What do you like to drink after a shift? “As boring an answer as it is, water. I crush ice water after work. We get so focused on the job and getting the night into a good rhythm I forget to stop and drink water most of the shift, so I’m always dehydrated after work. A cold beer isn’t a bad chaser.”
What is the all-time best dive bar jukebox song? ““Islands in the Stream” by Dolly Parton and Kenny Rogers.”
After all these years bartending and creating drinks, do you still enjoy going out to bars? “I absolutely love it. I still love the energy a good bar has, and I’m always excited to see what’s happening creatively.”
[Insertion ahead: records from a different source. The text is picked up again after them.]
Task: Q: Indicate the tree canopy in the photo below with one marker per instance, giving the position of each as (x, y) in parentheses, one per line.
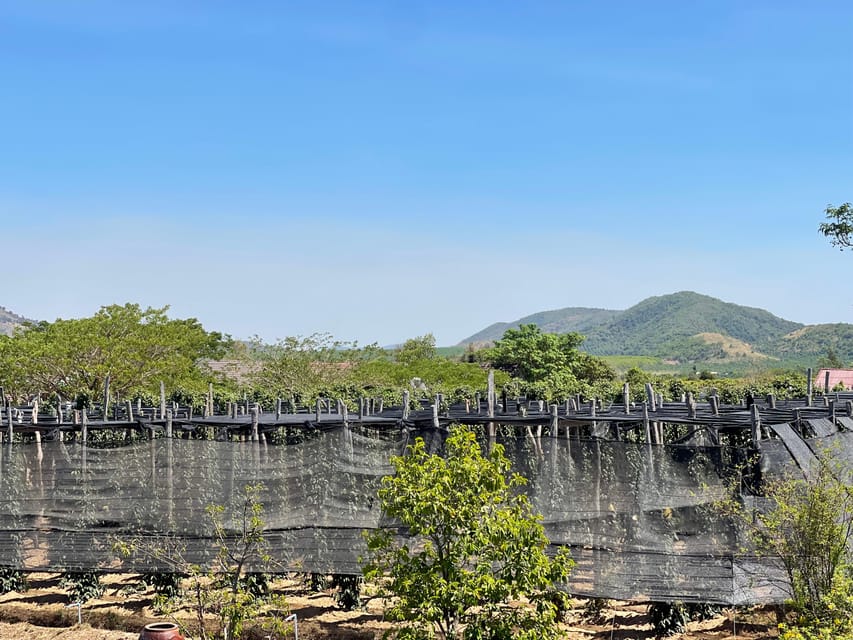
(551, 364)
(136, 348)
(474, 548)
(839, 229)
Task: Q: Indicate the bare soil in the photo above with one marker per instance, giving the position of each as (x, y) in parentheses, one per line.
(41, 614)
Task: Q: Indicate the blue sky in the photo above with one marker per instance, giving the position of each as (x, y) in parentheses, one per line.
(380, 170)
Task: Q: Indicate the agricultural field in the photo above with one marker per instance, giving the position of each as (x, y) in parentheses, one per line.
(40, 613)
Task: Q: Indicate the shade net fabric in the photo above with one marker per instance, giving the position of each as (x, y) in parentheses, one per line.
(639, 519)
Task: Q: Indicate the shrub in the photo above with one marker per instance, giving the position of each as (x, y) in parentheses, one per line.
(82, 586)
(474, 547)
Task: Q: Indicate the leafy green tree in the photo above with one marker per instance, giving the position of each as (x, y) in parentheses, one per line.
(550, 363)
(416, 349)
(831, 360)
(474, 548)
(808, 526)
(839, 229)
(301, 366)
(223, 595)
(135, 347)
Name the first good drink you ever drank and where you had it. “A proper stirred Manhattan at a Del Frisco’s Steak House. I was young, maybe 22 or 23-years-old, the bartender asked me if I’d like it stirred or shaken, that question was a first for me. I went stirred and never looked back.”
What book on cocktails or spirits is your go-to resource? “The PDT Cocktail Book by Jim Meehan. It’s a modern-day cocktail bar how-to from start to finish.”
What’s your favorite cocktail and food pairing? “A Negroni and a hard cheese, like Parmesan.”
What drink are you most proud of creating? “The Ligurian Sea. It’s basically a Cynar Negroni with an absinthe float. The float leads to it evolving in the glass and changing as you drink it. Starts out great and it just gets better as you go.”
Is there one person (dead or alive) you’d like to make a cocktail for? “Ina Garten.”
What’s your favorite shot-and-a-beer combination? “High Life and a Jameson.”
What is the one tool that you always make sure to pack when you’re traveling for business? “A pocket knife. It comes in handy more that you’d think behind a bar.”
Ryan Casey is the beverage director of The Dewberry Charleston and runs the bars in the hotel’s Living Room and Citrus Club.
Interview has been condensed and edited.